Este 10 de octubre, como cada año, conmemoramos el Día Mundial de la Salud Mental, una fecha que la Organización Mundial de la Salud promueve con el objetivo de sensibilizarnos y hacernos reflexionar sobre una problemática que durante mucho tiempo ha sido ignorada en nuestras sociedades. A veces, al leer sobre estos grandes objetivos, podemos sentir que nos distanciamos de la cuestión, como si fuera un problema exclusivo del sistema de salud, del Estado o de los «expertos» en la materia. En cualquier caso, es un problema que afecta a “otros”, y de los que “otros” se tienen que hacer cargo.
Los fríos números nos muestran una realidad distinta: 1 de cada 3 chilenos tiene o tendrá algún problema relacionado a la Salud Mental, vale señalar que no todos estos serán enfermedades. En su gran mayoría serán sufrimientos originados en problemas de la vida cotidiana, cambios en el ciclo vital, la pérdida de seres queridos y otros que en su mayoría no requerirán intervención profesional, si no principalmente cuidados y compañía amorosa de quienes rodean al que lo está pasando mal.

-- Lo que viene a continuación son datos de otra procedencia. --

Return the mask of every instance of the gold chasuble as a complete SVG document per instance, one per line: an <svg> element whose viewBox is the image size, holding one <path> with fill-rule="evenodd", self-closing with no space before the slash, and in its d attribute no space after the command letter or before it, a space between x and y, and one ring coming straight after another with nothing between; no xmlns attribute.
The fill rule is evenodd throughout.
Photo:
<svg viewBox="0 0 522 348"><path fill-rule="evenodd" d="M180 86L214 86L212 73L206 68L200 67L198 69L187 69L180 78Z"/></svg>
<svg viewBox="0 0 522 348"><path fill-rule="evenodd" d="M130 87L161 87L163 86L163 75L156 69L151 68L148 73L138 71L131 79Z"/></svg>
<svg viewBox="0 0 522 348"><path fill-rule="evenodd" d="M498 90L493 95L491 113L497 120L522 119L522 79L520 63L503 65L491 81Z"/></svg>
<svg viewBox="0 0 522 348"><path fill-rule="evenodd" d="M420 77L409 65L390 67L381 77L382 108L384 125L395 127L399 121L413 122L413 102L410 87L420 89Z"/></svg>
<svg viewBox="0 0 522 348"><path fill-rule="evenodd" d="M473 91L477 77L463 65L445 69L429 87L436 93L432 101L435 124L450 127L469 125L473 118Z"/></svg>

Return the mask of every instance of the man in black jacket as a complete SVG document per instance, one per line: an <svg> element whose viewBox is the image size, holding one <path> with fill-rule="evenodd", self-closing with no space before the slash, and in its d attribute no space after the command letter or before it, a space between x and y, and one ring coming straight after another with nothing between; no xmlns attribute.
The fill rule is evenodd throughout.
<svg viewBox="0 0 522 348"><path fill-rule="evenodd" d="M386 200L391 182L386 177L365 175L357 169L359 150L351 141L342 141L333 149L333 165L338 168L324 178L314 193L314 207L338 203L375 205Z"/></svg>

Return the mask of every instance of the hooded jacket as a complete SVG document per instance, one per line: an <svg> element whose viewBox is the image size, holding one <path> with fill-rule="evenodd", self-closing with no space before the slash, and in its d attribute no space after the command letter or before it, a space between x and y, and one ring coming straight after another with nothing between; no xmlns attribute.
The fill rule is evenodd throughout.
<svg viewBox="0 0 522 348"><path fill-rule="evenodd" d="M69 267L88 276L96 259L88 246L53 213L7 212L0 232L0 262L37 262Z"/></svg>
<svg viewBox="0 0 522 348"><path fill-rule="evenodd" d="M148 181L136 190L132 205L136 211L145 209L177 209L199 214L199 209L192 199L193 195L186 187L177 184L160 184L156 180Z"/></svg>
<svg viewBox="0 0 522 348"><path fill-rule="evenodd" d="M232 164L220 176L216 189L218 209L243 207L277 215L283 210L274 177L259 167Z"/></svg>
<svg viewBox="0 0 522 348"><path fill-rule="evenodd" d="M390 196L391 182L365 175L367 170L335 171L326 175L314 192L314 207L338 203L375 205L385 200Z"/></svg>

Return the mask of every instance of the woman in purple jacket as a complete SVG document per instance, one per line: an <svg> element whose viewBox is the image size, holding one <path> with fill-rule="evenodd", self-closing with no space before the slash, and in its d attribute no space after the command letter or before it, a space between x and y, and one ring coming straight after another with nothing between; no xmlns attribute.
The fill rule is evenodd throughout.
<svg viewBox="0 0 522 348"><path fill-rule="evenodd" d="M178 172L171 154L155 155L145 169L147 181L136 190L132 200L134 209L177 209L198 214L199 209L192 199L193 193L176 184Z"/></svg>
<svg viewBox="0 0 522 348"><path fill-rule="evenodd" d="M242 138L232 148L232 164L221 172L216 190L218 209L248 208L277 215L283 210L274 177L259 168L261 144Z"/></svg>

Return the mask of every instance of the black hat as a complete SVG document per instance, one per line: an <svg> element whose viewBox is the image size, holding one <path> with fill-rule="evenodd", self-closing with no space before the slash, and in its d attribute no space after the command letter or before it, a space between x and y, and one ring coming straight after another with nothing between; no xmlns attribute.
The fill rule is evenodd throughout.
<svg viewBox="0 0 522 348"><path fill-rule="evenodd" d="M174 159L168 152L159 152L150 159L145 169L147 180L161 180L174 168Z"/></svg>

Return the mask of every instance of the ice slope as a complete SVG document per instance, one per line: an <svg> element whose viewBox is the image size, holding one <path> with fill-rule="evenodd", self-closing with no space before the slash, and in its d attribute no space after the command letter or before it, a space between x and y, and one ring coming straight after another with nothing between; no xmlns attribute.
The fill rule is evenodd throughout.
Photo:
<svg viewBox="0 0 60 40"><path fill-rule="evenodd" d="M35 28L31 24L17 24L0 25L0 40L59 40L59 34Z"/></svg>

Sin embargo, lo anterior, es inevitable insistir en que la gran mayoría de las personas que requieren apoyo profesional, no lo reciben, o no lo reciben a tiempo, o lo reciben de manera parcial e insuficiente. Está demás decir que los recursos en el sistema público son insuficientes para la gran demanda, y que en el sistema privado han existido barreras de acceso prácticamente insalvables para quién requiere apoyo, antes por vía de la discriminación en cuanto al pago de prestaciones que quedaban excluidas, hoy por la negación del pago las licencias médicas, en medio de una caza de brujas mediática por el aumento en la emisión de éstas, fenómeno que en ningún caso es exclusivo de Chile, sino que es global.
Habida cuenta de lo anterior, hay algo que me resulta más preocupante y que veo a diario en el Valle del Aconcagua respecto a la falta de acceso: Son aquellas personas que no piden ayuda a un cercano, o no consultan a un profesional por miedo a ser discriminados, o producto de sus propios prejuicios respectos a las enfermedades mentales. “Yo no creía en la depresión hasta que me pasó”, “Todos me decían para que estaba en tratamiento si era cosa de darme ánimo” “yo no estoy loco como para ir al psicólogo o al psiquiatra” son parte de lo que escucho todos los días, y agregan una tremenda carga de sufrimiento, muchas veces más que la propia enfermedad, por el sentimiento de incomprensión o incluso de exclusión, o con gran culpa por no ser capaces de “darnos ánimo, o tener una mejor actitud”.
¿Qué es estar mentalmente sano?, se lo preguntaron a Freud muchos años atrás, y su respuesta es tan simple como compleja “Estar mentalmente sanos es ser capaces de amar y de trabajar”.
La salud mental no es la ausencia de enfermedades mentales, sino que es más bien el resultado de una ecuación compleja donde nuestro medioambiente, entorno social, nuestras condiciones de vida, nuestra cultura e historia, se relacionan con cada uno de nosotros como personas, y nos permitirán en mayor o menor medida establecer relaciones recíprocas y satisfactorias, desarrollar nuestro potencial, aumentar nuestro bienestar, ser partes de una comunidad, y lidiar con las dificultades de la vida cuando estas se presenten.
Cada uno de nosotros construye Salud Mental cotidianamente, fundamentalmente en las relaciones con otras personas, la empatía, el trato amable, el apoyo mutuo, la compañía, pueden hacer toda la diferencia en la vida de una persona. Eso está en las manos de cada uno.